A reason vitual events will continue, and perhaps be an even more regular fixture, is how much data conference organizers can gain from them, said Daheb.
“It really is about collecting more data about the person and serving their needs,” said Daheb, in an interview on Microsoft Teams. “A typical webinar might be fifty minutes, which is a lot of engagmeent time, and we’re collecting 20 different buying signals,” said Daheb. “It could be content they downloaded, it could be sessions they attended, or they signed up for a free trial.” Such data can immediatley feed a CRM system, said Daheb.
The real world isn’t as rich from a data standpoint, he said.
“Physical events are great, but you don’t collect a lot of data,” observed Daheb. “You plan for months for a big event at Moscone [Center, San Francisco], and that’s it.” Other outbound marketing approaches such as digital e-marketing, or content syndication with a click, said Daheb, have equally limited results.
“There’s not much more you discover about the buyer.” The wealth of data that can be gathered from the Webinar is “why I’m so excited about this.
In addition, said Daheb, the relationship with participants in the virtual event can be extended beyond the initial event by directing that individual to ancillary content.
“Somebody can spend fifty minutes on a webinar, and then you can push them to something that comes like Netflix, that is curated for you, that has content that you’re interested in, and you can binge on it at your pace, which is a lot of how digital marketing and buying happens today.”

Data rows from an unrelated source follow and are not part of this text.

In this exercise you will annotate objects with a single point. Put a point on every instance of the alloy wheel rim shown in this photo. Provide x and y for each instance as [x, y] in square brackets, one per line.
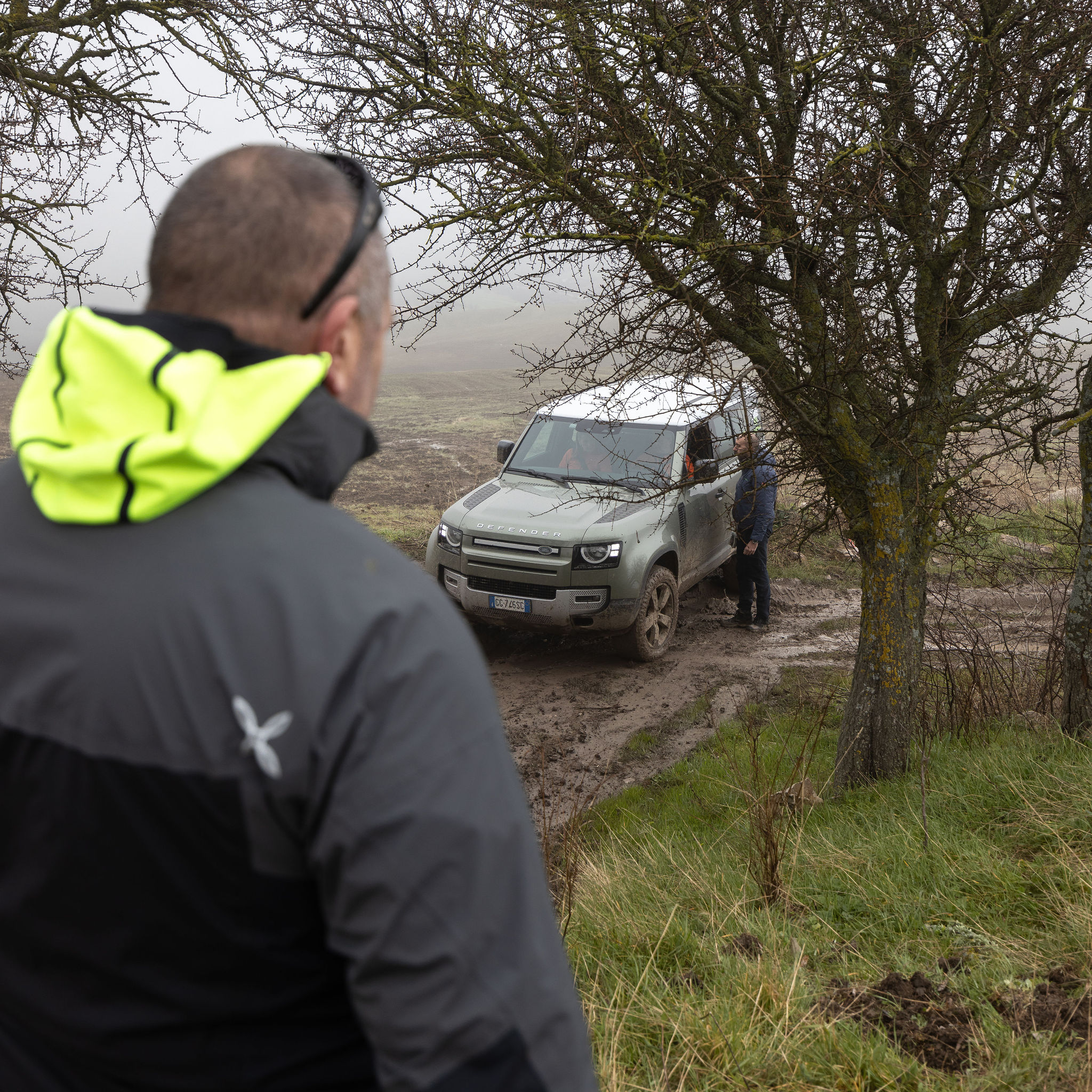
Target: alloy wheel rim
[657, 616]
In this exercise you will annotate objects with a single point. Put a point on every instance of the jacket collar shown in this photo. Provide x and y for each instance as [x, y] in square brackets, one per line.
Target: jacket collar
[319, 443]
[317, 446]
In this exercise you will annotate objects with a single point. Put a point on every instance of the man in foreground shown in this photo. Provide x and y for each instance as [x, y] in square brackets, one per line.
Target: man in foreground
[753, 512]
[259, 826]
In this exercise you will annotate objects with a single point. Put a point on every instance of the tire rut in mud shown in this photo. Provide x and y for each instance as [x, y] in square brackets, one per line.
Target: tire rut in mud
[581, 718]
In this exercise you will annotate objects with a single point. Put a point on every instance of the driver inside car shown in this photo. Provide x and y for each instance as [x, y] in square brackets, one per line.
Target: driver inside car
[588, 456]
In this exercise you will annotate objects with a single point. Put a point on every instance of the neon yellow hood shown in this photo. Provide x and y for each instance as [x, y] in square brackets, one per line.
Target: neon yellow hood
[113, 424]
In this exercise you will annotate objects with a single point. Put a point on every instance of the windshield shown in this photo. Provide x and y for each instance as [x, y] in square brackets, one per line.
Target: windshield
[593, 451]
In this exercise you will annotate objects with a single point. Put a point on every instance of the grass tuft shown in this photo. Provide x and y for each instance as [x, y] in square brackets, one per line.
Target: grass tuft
[664, 888]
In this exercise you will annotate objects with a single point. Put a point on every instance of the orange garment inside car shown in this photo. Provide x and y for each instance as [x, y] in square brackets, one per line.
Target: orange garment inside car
[597, 463]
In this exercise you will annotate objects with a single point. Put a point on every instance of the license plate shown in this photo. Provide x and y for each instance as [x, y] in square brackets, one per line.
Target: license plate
[506, 603]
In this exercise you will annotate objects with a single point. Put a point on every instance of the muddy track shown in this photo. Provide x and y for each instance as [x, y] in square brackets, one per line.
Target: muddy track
[579, 716]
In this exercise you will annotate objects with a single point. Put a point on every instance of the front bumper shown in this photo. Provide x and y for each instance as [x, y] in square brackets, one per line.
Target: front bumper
[569, 607]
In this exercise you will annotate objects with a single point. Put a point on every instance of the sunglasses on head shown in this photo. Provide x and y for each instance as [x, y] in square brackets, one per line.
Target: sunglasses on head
[368, 212]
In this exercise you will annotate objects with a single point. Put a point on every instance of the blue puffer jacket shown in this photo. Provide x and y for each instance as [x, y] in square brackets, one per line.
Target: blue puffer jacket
[756, 495]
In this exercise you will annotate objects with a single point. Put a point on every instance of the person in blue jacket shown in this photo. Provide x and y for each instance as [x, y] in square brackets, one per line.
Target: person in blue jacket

In its first quarterly report since coming public February 3rd, ON24’s Q4 report offered revenue and profit that beat Wall Street’s expectations. The company’s outlook for the quarter and the year was higher as well.
The report sent ON24 shares up 3% in late trading. The stock is down 22% from its first-day close of $70.82.
CEO and founder Sharat Sharan remarked that 2020 had been “a transformative year for ON24’s customers as we helped them accelerate their digital engagement initiatives.”
“I’m proud of the ON24 team for their tremendous focus and execution,” said Sharan.
“Our holistic approach to B2B engagement brings together the digital experiences, data, and seamless integrations companies need to convert prospects into customers.
“Looking ahead, we’re uniquely positioned to help companies across ever industry shift the way they do business in a digital-first hybrid world.”
Revenue in the three months ended in December rose 123%, year over year, to $53.3 million, yielding a net profit of 57 cents a share.
Analysts had been modeling $52 million and 53 cents per share.
The company said its annualized recurring revenue, or ARR, doubled, year-over-year, to $153.4 million.
The company said its cash from operations rose to $10.7 million from $4.3 million in the year-earlier period.
For the current quarter, the company sees revenue of $48.5 million to $49 million, and EPS in a range of breakeven to 1 cent per share. That compares to consensus for $47 million and a 2-cent loss per share.
For the full year, the company sees revenue in a range of $205.5 million to $208.5 million, and a net loss of 7 cents to 14 cents. That compares to consensus of $205 million and a 15-cent loss per share.